# Scaling DeepForest using PyTorch Lightning

## Increase batch size

It is more efficient to run a larger batch size on a single GPU. This is because the overhead of loading data and moving data between the CPU and GPU is relatively large. By running a larger batch size, we can reduce the overhead of these operations.

```
m.config["batch_size"] = 16
```

## Training

DeepForest's create_trainer argument passes any argument to pytorch lightning. This means we can use pytorch lightnings amazing distributed training specifications. There is a large amount of documentation, but we find the most helpful section is

https://lightning.ai/docs/pytorch/stable/accelerators/gpu_intermediate.html

For example on a SLURM cluster, we use the following line to get 5 gpus on a single node.
```python
m.create_trainer(logger=comet_logger, accelerator="gpu", strategy="ddp", num_nodes=1, devices=devices)
```

While we rarely use multi-node GPU's, pytorch lightning has functionality at very large scales. We welcome users to share what configurations worked best.

A few notes that can trip up those less used to multi-gpu training. These are for the default configurations and may vary on a specific system. We use a large University SLURM cluster with 'ddp' distributed data parallel.

1. Batch-sizes are expressed _per_ _gpu_. If you tell DeepForest you want 2 images per batch and request 5 gpus, you are computing 10 images per forward pass across all GPUs. This is crucial for when profiling, make sure to scale any tests by the batch size!

2. Each device gets its own portion of the dataset. This means that they do not interact during forward passes.

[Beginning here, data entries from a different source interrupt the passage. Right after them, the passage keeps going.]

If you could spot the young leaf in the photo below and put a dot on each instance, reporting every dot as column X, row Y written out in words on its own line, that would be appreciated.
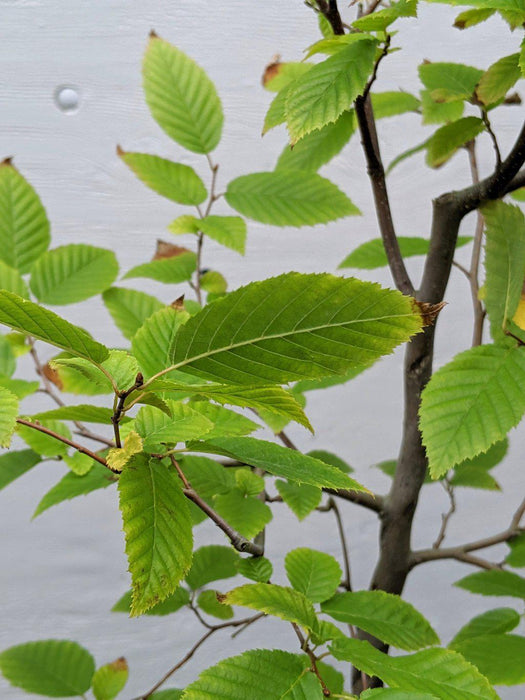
column 171, row 604
column 471, row 403
column 446, row 140
column 175, row 181
column 274, row 600
column 279, row 461
column 211, row 563
column 449, row 81
column 15, row 464
column 73, row 273
column 130, row 308
column 24, row 227
column 499, row 657
column 504, row 263
column 276, row 198
column 110, row 679
column 494, row 583
column 178, row 268
column 52, row 667
column 440, row 672
column 496, row 622
column 72, row 485
column 302, row 326
column 257, row 674
column 181, row 97
column 318, row 147
column 498, row 79
column 371, row 254
column 34, row 320
column 315, row 574
column 329, row 88
column 386, row 616
column 302, row 499
column 157, row 524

3. Make sure to use srun when combining with SLURM! This is an easy one to miss and will cause training to hang without error. Documented here

https://lightning.ai/docs/pytorch/latest/clouds/cluster_advanced.html#troubleshooting.


## Prediction

Often we have a large number of tiles we want to predict. DeepForest uses [PyTorch Lightning](https://lightning.ai/docs/pytorch/stable/) to scale inference. This gives us access to powerful tools for scaling without any changes to user code. DeepForest automatically detects whether you are running on GPU or CPU.

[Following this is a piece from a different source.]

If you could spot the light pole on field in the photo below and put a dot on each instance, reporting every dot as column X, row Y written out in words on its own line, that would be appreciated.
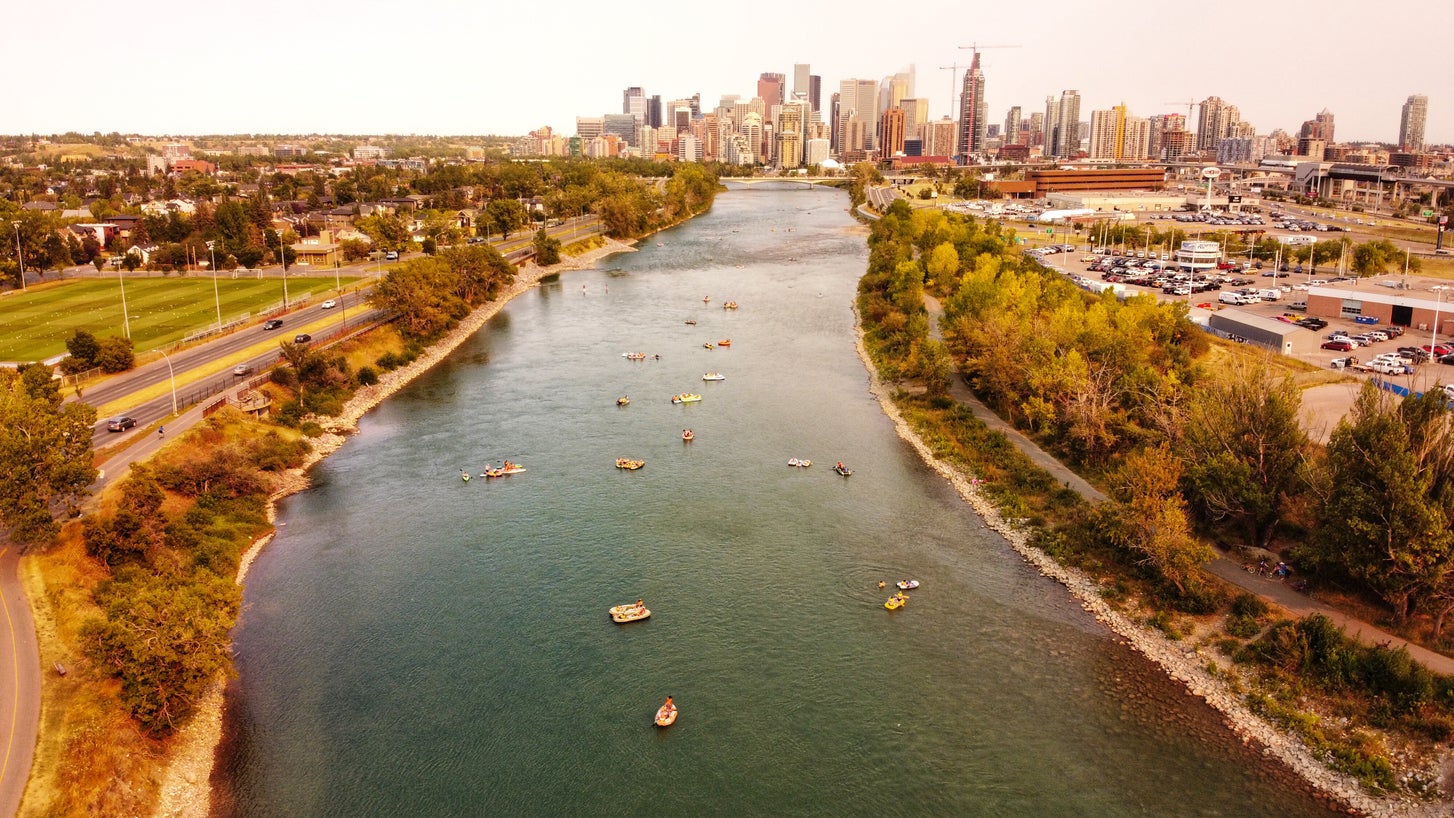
column 215, row 297
column 18, row 257
column 172, row 375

There are three dataset strategies that *balance cpu memory, gpu memory, and gpu utilization* using batch sizes.

```python
prediction_single = m.predict_tile(path=path, patch_size=300, dataloader_strategy="single")
```
The `dataloader_strategy` parameter has three options:

* **single**: Loads the entire image into CPU memory and passes individual windows to GPU.

* **batch**: Loads the entire image into GPU memory and creates views of the image as batches. Requires the entire tile to fit into GPU memory. CPU parallelization is possible for loading images.

* **window**: Loads only the desired window of the image from the raster dataset. Most memory efficient option, but cannot parallelize across windows due to Python's Global Interpreter Lock, workers must be set to 0.

## Data Loading

DeepForest uses PyTorch's DataLoader for efficient data loading. One important parameter for scaling is the number of CPU workers, which controls parallel data loading using multiple CPU processes. This can be set

```
m.config["workers"] = 10
```
0 workers runs without multiprocessing, workers > 1 runs with multiprocessing. Increase this value slowly, as IO constraints can lead to deadlocks among workers.